Summary Dataset
Dataset composed of resumes collected via web scraping, including plain text, original HTML, and associated PDF files, classified into 26 varied professional categories (e.g. IT, Health, Health, Finance, Education).
Approximately 2,485 resumes in text, HTML and PDF divided into professional categories, metadata CSV
CC0: Public Domain
Description
The Summary Dataset brings together more than 2,400 resumes in text, HTML and PDF formats, extracted from online sources. Each CV is associated with a specific professional category (e.g. HR, IT, IT, Finance, Education), allowing the classification and NLP analysis of textual data.
What is this dataset for?
- Form automatic CV classification models according to business sectors
- Analyze and extract structured information from professional documents
- Create intelligent systems for managing applications or recommendations
Can it be enriched or improved?
This dataset can be enriched by adding multilingual resumes, standardizing PDF formats, and providing additional annotation (e.g. skills, experiences, degrees). Transforming CVs into structured formats (JSON) would improve exploitation.
🔎 In summary
🧠 Recommended for
- NLP developers
- Automated recruitment
- Document processing
🔧 Compatible tools
- PyPDF2
- Hugging Face Transformers
- Scikit-learn
💡 Tip
Convert PDFs to plain text and standardize formats before training to optimize results.

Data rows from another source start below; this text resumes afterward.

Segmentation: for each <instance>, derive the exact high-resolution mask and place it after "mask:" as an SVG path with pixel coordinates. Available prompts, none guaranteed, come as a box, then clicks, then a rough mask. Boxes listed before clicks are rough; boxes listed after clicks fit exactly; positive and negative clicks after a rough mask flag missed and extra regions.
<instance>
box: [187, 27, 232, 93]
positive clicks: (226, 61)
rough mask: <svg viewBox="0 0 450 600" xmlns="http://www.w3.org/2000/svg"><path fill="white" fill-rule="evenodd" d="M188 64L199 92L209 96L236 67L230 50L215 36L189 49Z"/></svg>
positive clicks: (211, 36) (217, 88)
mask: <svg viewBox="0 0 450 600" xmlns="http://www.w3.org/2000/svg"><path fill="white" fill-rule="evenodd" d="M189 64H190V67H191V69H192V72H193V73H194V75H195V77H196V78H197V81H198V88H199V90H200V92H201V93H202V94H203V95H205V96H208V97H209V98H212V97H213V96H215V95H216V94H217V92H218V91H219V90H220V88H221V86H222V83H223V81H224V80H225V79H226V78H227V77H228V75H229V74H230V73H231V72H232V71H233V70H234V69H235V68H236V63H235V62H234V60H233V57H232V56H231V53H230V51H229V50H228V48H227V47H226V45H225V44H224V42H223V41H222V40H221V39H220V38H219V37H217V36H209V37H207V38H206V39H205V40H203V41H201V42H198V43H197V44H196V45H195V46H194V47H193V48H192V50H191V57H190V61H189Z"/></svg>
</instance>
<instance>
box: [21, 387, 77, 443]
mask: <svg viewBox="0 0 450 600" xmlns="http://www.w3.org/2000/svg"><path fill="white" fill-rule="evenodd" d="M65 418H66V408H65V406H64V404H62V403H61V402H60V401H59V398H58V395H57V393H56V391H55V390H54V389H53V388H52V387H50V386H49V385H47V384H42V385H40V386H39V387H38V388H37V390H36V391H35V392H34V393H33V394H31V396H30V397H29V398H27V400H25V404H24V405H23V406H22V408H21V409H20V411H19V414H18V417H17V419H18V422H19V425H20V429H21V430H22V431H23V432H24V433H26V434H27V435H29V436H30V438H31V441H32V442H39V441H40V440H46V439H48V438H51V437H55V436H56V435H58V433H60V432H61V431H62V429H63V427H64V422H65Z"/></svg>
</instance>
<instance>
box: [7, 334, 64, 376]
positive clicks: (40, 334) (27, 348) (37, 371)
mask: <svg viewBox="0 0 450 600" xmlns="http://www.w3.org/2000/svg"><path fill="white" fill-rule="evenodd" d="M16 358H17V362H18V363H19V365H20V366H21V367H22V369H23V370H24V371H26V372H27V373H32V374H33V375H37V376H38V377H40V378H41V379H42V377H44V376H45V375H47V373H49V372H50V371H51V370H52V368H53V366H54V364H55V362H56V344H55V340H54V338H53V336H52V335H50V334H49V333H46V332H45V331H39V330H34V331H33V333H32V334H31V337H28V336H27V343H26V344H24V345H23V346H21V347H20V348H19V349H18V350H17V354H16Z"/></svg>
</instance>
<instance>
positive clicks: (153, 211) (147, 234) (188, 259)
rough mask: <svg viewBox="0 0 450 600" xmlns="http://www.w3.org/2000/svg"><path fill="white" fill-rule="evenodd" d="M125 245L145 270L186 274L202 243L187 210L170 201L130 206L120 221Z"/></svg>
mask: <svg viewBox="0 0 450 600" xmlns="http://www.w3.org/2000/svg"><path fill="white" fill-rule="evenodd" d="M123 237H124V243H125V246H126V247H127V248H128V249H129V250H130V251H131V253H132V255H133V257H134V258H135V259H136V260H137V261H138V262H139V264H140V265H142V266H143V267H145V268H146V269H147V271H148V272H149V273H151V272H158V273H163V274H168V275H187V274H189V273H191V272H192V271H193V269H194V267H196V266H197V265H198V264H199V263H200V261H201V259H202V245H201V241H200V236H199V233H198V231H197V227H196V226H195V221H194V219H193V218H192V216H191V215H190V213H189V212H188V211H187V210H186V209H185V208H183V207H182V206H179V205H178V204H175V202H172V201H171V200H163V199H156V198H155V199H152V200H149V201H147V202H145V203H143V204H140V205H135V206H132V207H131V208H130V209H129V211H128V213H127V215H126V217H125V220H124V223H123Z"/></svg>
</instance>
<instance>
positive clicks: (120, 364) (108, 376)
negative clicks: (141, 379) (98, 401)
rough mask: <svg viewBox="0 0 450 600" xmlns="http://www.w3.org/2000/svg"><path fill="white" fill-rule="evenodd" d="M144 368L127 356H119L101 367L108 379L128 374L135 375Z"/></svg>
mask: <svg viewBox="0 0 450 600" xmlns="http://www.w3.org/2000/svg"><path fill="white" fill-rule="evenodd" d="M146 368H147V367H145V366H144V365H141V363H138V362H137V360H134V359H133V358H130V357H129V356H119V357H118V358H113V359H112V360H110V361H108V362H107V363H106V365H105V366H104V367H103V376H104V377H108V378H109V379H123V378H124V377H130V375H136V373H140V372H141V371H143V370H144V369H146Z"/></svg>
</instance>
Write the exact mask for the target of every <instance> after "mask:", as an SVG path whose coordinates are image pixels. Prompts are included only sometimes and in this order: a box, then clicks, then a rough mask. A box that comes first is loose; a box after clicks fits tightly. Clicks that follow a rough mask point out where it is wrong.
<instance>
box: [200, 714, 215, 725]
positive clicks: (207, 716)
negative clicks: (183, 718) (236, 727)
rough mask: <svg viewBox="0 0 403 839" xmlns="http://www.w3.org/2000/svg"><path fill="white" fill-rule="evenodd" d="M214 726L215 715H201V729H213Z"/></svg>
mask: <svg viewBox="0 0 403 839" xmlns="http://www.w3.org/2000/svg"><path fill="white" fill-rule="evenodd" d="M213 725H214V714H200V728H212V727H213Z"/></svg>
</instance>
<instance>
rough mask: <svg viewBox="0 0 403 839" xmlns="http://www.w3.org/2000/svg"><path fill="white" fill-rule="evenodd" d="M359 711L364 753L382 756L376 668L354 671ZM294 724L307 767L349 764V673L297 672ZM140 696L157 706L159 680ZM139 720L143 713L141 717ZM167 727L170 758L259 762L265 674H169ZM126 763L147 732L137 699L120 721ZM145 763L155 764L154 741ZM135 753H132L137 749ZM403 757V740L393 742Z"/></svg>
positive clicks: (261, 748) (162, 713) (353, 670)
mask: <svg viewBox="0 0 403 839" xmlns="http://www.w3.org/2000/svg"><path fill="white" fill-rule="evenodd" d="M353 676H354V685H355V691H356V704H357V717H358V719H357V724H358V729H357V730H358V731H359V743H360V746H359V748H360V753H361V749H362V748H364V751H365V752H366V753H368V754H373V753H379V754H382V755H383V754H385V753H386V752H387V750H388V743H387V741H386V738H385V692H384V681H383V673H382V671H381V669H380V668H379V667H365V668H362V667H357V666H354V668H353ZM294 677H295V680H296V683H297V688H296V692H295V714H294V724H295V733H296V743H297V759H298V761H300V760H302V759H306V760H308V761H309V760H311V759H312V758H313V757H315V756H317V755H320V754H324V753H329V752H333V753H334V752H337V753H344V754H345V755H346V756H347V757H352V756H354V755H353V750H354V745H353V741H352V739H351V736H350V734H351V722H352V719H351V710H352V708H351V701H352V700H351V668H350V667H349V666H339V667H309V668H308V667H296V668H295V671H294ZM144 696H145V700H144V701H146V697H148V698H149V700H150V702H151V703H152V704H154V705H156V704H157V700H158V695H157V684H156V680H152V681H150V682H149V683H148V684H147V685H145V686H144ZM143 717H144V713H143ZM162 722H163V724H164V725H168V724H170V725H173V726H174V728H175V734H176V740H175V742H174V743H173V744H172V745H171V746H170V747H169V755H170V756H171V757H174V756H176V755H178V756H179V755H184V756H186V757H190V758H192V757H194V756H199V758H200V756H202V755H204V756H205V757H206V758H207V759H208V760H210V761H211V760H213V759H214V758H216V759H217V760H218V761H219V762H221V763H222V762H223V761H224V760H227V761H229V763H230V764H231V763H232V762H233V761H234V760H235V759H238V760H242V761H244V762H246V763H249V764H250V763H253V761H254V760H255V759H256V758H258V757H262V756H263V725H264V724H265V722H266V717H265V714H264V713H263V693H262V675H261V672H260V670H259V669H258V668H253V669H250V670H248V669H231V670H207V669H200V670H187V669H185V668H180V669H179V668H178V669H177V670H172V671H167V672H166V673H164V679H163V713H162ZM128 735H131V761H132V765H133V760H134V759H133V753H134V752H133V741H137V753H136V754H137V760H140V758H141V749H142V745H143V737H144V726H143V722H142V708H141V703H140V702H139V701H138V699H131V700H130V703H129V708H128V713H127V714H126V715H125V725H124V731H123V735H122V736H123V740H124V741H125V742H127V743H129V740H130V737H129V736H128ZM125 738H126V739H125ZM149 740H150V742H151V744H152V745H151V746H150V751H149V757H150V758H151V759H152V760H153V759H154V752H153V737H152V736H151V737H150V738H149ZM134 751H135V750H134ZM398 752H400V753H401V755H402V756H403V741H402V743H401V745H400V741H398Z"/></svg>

Frequently Asked Questions
Does this dataset make it possible to automatically classify CVs according to the intended profession?
Yes, each resume is annotated with a professional category that can be used as a label for classification models.
What file formats are included in this dataset?
The dataset contains resumes in plain text, HTML, and PDF formats, with a CSV metadata file.
Does this dataset include resumes in multiple languages?
Mostly in English, with no multi-lingual annotations.